Being a gambler by nature (no doubt inherited from or at least influenced by his father who played poker and was a horseracing enthusiast), these traditional values seemed to elude the author. Following a mediocre academic performance and the absence of hardly any athletic prowess in high school, he tried his hand at a string of blue-collar types of jobs that were so plentiful in the Upper Midwest at the time. For many reasons, though, none of those jobs in what is now known as the “Rust Belt” panned out.
By this time the turbulent and tumultuous 1960s had erupted, and the Vietnam police action was at its peak. Since at this juncture the author did not have either the discipline or desire to attend college and was neither working nor raising a family, it was inevitable that he would soon be drafted into the Army. To stave off this inevitability and avoid getting killed or maimed several thousand miles away across the Pacific as part of the American infantry, the author enlisted for a four-year hitch in the Air Force.
After serving his obligation to Uncle Sam, the author took a year off to find himself.

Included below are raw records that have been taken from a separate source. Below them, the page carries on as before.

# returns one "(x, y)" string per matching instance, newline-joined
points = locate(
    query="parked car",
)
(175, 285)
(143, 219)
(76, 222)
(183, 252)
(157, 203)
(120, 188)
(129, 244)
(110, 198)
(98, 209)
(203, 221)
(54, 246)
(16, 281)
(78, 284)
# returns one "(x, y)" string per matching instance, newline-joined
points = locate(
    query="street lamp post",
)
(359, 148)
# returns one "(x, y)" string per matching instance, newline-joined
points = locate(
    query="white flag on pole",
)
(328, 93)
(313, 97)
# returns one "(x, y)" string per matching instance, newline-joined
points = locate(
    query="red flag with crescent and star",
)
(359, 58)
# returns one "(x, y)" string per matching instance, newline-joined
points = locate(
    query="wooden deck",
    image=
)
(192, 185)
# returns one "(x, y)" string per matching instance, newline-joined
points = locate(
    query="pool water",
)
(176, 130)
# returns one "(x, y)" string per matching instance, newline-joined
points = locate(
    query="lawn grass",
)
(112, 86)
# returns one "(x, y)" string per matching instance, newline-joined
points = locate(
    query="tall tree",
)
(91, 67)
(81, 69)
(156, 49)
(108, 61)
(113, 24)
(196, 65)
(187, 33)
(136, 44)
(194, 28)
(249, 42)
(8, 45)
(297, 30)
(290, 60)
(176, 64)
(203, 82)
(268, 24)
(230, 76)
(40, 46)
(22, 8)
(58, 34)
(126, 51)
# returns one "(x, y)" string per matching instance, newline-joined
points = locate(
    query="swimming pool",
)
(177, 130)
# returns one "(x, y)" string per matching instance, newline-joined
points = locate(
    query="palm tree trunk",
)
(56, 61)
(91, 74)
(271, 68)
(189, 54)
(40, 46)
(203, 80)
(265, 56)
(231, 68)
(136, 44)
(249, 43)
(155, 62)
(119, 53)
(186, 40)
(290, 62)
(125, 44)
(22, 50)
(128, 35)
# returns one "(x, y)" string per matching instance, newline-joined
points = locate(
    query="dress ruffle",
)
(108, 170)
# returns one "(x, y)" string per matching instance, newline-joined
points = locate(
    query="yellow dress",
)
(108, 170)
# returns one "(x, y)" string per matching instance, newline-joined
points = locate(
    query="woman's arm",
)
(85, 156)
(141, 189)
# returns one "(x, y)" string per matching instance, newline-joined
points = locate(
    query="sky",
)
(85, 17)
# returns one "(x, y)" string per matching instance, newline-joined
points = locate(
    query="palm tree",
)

At the end his hiatus, the author enrolled in college under the G.I. Bill and earned an undergraduate degree in the mid-1970s, with the thought of writing the Great American Novel always in the back of his mind.
Following his college graduation, the author worked for the next eight years in several unfulfilling (and sometimes dangerous) jobs in different parts of the country. Now married for more than a decade and having two grade-school children to support, the author reached back into his formative Midwestern values and enrolled in graduate school and earned his master’s degree in public administration in the mid-1980s and, until his retirement in 2015, worked in government services, mainly in city planning, for thirty years.